Salzburg -- Celeste went nuts here because of the Sound of Music ties. We took pictures in 3 or 4 spots where the movie happened. The city is basically now a living monument to Mozart. They have mozart concerts all over town. The castle (which we unfortunately didn't see) has concerts, and in all the churches. What we did do was see the Opera "Abduction from the Seraglio" by a cast of marionettes. It was very entertaining. I really enjoyed it (even though it was all in German, with very few english subtitles). It was neat to see all the different things they could do with the puppets.

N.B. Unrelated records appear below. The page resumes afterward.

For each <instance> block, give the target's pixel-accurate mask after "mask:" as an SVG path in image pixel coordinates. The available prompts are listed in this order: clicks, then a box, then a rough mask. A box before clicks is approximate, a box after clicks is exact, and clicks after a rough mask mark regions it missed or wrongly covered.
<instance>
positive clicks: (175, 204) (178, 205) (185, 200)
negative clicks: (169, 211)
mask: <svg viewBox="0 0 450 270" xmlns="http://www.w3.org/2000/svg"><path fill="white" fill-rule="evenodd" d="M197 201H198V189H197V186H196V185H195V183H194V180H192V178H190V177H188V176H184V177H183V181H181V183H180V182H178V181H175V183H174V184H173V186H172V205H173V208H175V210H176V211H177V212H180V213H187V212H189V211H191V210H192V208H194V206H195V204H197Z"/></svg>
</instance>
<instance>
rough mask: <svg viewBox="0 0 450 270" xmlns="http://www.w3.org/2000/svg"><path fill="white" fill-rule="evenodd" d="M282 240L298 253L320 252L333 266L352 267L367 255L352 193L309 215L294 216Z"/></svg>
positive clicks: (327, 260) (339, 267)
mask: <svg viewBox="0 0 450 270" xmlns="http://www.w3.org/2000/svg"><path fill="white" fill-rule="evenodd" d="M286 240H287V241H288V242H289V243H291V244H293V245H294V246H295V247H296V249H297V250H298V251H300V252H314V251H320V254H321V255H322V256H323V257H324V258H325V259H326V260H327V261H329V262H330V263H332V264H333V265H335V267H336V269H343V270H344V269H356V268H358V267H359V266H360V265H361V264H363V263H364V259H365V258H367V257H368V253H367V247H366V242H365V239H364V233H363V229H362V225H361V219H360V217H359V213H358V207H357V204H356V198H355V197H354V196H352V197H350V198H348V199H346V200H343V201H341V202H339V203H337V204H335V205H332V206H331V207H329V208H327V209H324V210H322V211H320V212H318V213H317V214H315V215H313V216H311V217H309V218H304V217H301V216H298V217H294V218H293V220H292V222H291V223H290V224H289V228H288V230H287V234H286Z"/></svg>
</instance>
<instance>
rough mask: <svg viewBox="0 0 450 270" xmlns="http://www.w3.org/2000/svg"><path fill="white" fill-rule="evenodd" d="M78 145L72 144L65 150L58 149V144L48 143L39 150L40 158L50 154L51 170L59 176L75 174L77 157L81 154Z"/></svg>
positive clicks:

Prague -- Downtown Prague is very unique. All the buildings are pastel colored. The city has a lot of Art Nouveau architecture along with Rococo and a little Gothic. There was a clock tower that was supremely intricate and precise (particularly for its time). We went into another cathedral and saw some really beautiful stained glass windows. The colors were so vibrant. Here we also visited the Jewish sector of town. It was very interesting. We saw a Jewish graveyard, where bodies were just buried on top of previous graves. There were 3 or 4 synagogues that had info about the Czech Jews. One was a memorial to all the Czech Jews that died in WWII. ALL their names were written on the walls of the synagogue. The place flooded a couple decades ago, so they went back and re-wrote all the names. Touching place. The most interesting to me was what life was like for the Jews in the ghetto, and what caused them to get persecuted and killed. They were a prosperous people that helped nobles and kings alike, but catholic intolerance and economic pressures gave them all sorts of trouble. Eg. when transmogrification became an official Catholic doctrine (the belief that the sacrament wafer and wine actually turn into the REAL body and blood of Christ after it is blessed) there were rumors spread that the Jews were desecrating the sacred wafers. That caused pogroms and deaths, etc. There was even a law made that allowed only the first child of Jewish families to get married. It was incredible what lengths people went to for racial/cultural discrimination. Hiss and a by-word indeed. Also in Prague we saw what is termed a Black Light Theater. Basically everyone on stage is dressed up in complete black outfits and a black light shines on stage to illuminate neat things. So props come out and appear floating in air, they do special effects tricks to show light and colors in a new way. They had a girl on a wire flying around. It was interesting. I bet Adam and Anjilla would have liked it alot.